15 Nisan 2010 Perşembe

bakımsız olmanın dayanılmaz ağırlığı

Karar verdim;  biraz daha bakımlı olmak lazım diyet zamanları. Hele bir de rahatsızlığınız da varsa, aman dikkat!

2 gün gezmek bana yaramadı. Evvelki gün başım, dünden beri de midem kötü. Sabah çıkarken, hâlâ ara ara devam eden spazmlar sebebiyle, ne doğru dürüst saçıma başıma bakabildim, ne de üstüme başıma. Ama bakmalıymışım! Çünkü bugün, 1 değil 2 değil 3 değil, karşılaştığım her üç kişiden birine rapor verdim neredeyse.


-Ne o hasta mısın?
-Evet, midem...

-Rengin solmuş, hasta mısın?
-Midem!
(Aslında solgunluk,  cilt doktorunun verdiği 50 faktörlü koruyucu kremin verdiği beyazlık ama detaya girmeye gerek yok)

-Süzülmüşsün, hasta mısın?
-Yaa, midem...
-Kilo da vermiş gibisin???
-Bilmem (söylemek yok)... Her zamanki çabalar devam ediyor ama hastalıktan süzülmüşümdür!

-İyi misiniz? (acıma ifadesi)
-Midem tuttu yine...
-Ayy, belli yüzünüzden...
-Yaa, evet...

Sonuçta; hasta da olsa insan, kesinlikle bakımı ihmal etmemeli. Hele bir de işin içinde, diyet durumları varsa; insanlar "yemiyorsunuz da, betiniz benziniz onun için solmuş" diye yorumluyorlar hemen.
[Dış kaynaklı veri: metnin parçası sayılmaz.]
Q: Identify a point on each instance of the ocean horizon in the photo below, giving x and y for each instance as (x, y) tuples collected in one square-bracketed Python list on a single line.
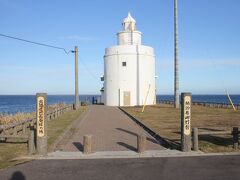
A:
[(11, 104)]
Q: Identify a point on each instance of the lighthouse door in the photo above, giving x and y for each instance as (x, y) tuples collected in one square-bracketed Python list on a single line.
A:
[(126, 98)]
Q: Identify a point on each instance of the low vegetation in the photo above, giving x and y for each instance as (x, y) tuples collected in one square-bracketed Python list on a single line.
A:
[(10, 118), (9, 152), (165, 120)]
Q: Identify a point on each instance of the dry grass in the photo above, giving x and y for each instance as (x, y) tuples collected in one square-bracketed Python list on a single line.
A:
[(10, 151), (10, 118), (165, 120)]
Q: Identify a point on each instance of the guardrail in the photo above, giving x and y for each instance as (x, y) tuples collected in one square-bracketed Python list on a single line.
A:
[(196, 132), (25, 130), (206, 104)]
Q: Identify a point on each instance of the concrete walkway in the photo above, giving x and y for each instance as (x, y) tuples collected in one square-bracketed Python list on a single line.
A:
[(111, 130)]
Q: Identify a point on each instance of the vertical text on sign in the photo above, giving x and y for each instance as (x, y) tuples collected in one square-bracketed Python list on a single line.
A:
[(187, 115), (40, 116)]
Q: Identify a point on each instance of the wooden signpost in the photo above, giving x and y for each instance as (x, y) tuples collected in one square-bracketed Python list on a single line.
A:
[(186, 101), (41, 114)]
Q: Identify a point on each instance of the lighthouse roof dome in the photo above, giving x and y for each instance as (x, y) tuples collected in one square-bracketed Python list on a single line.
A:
[(129, 19)]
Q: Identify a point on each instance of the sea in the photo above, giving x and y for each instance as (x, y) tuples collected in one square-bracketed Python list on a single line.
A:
[(11, 104)]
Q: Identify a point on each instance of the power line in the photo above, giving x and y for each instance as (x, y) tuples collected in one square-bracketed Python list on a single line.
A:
[(37, 43), (87, 69)]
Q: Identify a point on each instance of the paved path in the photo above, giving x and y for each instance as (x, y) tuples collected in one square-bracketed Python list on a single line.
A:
[(111, 130), (180, 168)]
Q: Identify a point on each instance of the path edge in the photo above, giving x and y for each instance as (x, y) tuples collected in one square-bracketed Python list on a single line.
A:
[(163, 141), (66, 131)]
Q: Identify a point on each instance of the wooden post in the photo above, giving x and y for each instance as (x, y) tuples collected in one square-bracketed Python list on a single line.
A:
[(31, 140), (77, 102), (141, 143), (195, 139), (87, 144), (41, 114), (186, 100), (235, 137), (176, 61)]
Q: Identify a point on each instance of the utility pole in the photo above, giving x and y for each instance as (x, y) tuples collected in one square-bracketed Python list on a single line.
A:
[(77, 103), (176, 63)]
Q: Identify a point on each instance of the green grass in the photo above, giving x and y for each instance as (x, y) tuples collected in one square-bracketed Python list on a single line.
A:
[(11, 151), (165, 120)]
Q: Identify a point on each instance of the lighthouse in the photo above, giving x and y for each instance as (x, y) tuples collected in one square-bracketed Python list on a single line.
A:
[(129, 69)]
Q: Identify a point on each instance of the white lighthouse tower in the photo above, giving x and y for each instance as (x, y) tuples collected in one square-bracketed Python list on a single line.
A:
[(129, 69)]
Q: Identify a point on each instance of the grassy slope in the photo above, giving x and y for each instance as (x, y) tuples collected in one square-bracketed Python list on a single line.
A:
[(165, 120), (9, 151)]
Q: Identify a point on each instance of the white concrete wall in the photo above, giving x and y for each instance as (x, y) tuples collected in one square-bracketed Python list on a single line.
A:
[(128, 38), (122, 78)]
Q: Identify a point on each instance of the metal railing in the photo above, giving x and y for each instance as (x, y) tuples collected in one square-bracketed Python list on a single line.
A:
[(206, 104)]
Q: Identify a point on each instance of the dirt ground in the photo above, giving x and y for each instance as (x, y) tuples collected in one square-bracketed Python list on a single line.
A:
[(165, 120)]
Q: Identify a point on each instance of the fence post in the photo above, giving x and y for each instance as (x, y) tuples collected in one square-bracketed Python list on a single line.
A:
[(195, 139), (235, 137), (87, 144), (186, 100), (141, 143), (41, 115)]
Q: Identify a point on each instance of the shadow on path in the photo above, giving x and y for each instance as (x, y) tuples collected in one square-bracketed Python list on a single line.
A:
[(18, 176), (127, 146), (78, 145), (135, 134)]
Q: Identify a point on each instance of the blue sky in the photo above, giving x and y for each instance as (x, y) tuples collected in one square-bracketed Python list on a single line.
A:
[(208, 41)]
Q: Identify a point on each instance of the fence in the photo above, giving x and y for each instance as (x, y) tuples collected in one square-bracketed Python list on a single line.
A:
[(206, 104), (196, 132), (24, 131)]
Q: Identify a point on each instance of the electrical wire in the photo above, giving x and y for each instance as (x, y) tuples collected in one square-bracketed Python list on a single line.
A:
[(36, 43)]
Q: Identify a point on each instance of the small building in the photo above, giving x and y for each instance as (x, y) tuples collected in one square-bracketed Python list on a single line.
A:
[(129, 69)]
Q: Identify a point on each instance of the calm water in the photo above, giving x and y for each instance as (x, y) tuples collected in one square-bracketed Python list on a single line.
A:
[(26, 103)]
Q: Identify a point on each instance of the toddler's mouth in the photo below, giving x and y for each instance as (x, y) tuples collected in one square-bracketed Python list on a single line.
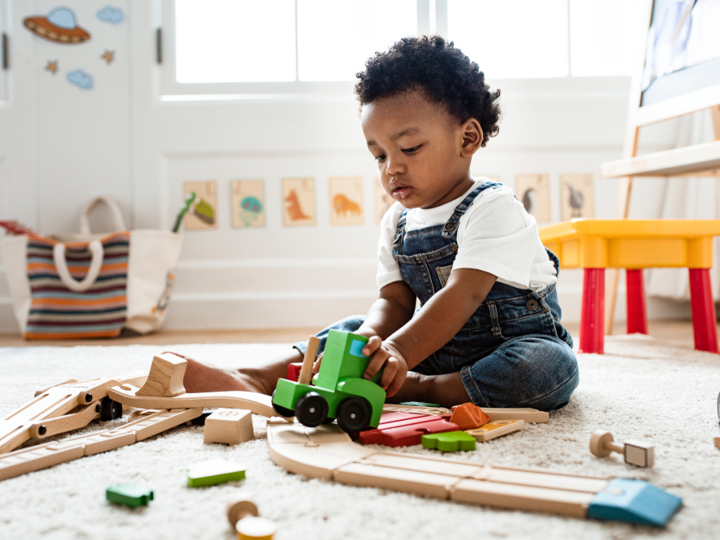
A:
[(401, 191)]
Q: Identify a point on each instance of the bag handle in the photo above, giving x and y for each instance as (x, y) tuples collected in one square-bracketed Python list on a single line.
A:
[(114, 210), (70, 282)]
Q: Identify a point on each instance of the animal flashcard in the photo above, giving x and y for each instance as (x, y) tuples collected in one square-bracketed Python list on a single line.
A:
[(577, 196), (298, 201), (346, 200), (533, 190), (202, 215), (248, 203), (383, 201)]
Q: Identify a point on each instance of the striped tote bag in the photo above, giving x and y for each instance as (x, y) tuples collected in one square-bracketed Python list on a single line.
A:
[(91, 286)]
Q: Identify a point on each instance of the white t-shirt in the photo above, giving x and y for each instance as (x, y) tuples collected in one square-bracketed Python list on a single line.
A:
[(495, 235)]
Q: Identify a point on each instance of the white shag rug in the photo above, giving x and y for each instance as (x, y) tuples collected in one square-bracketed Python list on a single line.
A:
[(638, 390)]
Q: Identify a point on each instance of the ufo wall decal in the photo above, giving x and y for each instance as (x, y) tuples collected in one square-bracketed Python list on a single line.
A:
[(60, 26)]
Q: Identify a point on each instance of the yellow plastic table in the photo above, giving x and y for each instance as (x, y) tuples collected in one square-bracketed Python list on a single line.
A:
[(596, 244)]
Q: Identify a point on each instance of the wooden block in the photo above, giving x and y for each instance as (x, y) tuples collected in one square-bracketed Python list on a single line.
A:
[(228, 426), (496, 429), (214, 471), (166, 376), (129, 495), (405, 429), (530, 416), (468, 416), (452, 441), (426, 411)]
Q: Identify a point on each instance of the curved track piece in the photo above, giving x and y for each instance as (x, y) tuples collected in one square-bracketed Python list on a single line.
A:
[(251, 401), (328, 452)]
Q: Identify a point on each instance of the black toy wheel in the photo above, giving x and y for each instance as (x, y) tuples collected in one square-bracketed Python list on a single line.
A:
[(353, 414), (111, 410), (311, 409), (282, 411)]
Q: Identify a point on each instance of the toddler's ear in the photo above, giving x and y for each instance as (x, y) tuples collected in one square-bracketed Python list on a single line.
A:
[(472, 136)]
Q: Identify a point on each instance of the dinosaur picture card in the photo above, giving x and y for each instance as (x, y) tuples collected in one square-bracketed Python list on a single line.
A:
[(248, 203), (202, 214), (577, 196), (533, 190), (298, 201), (346, 200)]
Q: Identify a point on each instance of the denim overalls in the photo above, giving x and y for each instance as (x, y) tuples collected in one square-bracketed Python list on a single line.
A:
[(513, 351)]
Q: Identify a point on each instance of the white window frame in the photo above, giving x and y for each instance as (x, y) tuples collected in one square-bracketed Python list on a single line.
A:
[(5, 74), (432, 18)]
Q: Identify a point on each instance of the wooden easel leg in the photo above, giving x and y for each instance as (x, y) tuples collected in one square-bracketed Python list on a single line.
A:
[(592, 316), (636, 308), (703, 310)]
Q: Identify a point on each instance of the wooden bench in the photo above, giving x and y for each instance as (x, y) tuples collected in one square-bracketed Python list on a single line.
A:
[(596, 244)]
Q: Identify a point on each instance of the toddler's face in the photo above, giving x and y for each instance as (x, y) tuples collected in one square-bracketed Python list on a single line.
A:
[(418, 147)]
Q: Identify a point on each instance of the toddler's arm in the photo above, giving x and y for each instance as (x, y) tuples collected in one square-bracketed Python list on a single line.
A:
[(436, 324)]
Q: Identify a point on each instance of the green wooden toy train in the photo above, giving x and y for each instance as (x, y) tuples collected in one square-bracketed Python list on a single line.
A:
[(338, 391)]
Bu sebeple; normal zamanlarda 1 bakımlıysanız, böyle zamanlarda, hele de bir rahatsızlık da geçiriyorsanız, 2-3 bakımlı olmalısınız. "Koyun can derdindeyken...", nasıl olacak bu demeyin; olacak, olmalı! Yoksa, gelen yorumlarla hasta değilseniz bile hasta olabilirsiniz.